No. 36 – Mike Bliss (Tommy Baldwin Racing)
2009 Owner Points Ranking: 41st
Incoming 2010 Owner Points Ranking: 35th (on the bubble)
Sunday’s Finish: 39th
Current 2010 Owner Points Ranking: 39th (-33)
Bliss and Tommy Baldwin Racing arrived in Las Vegas with one-off sponsorship from Kim Kardashian’s perfume line and a tenuous grasp on the Top 35 after a 22nd-place finish at Fontana. Bliss started 30th for Sunday’s race, but was unable to hold that position for long. On lap 46, a cut tire slammed his Chevrolet hard into the turn 2 wall, bringing out the second caution flag of the race.

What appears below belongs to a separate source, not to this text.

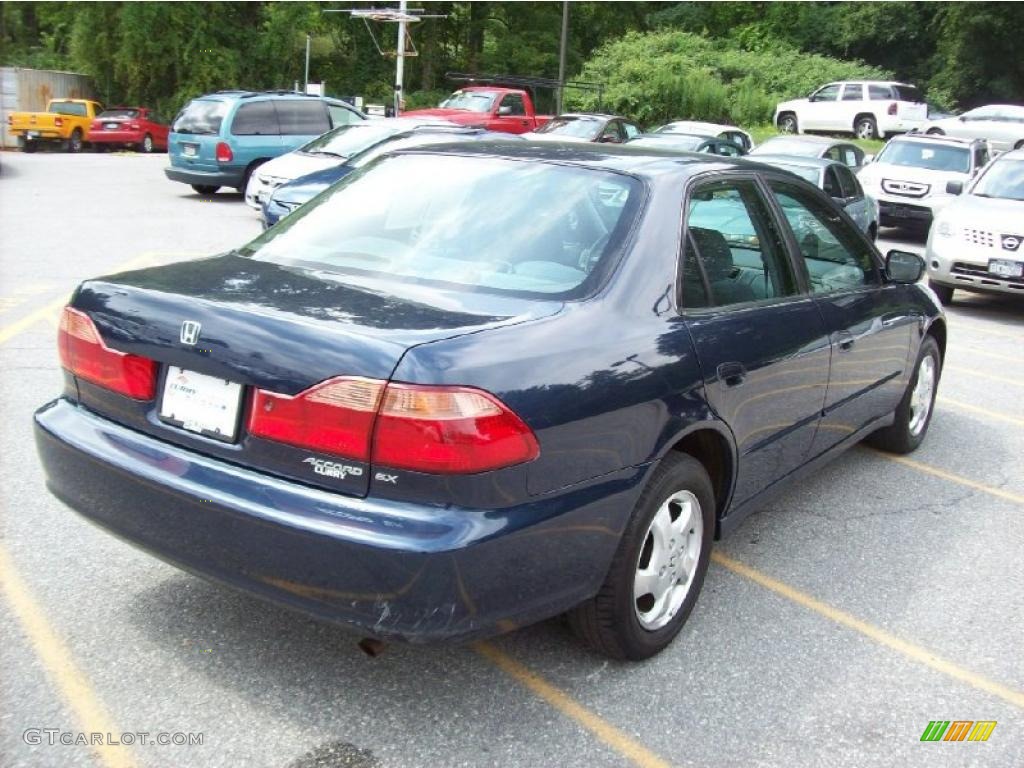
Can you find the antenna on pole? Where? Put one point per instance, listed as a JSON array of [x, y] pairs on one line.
[[402, 15]]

However, as with Said in his No. 26, Bliss and crew fought for every last point, returning to the track for nearly 100 more laps and edging Said for 39th by a single circuit before pulling behind the wall for good. Dropping down to 39th in owner points, they’re only just 33 markers outside the Top 35 – meaning a top 25 at Atlanta with the car intact should put Bliss back on the right side of the “bubble” heading to Bristol.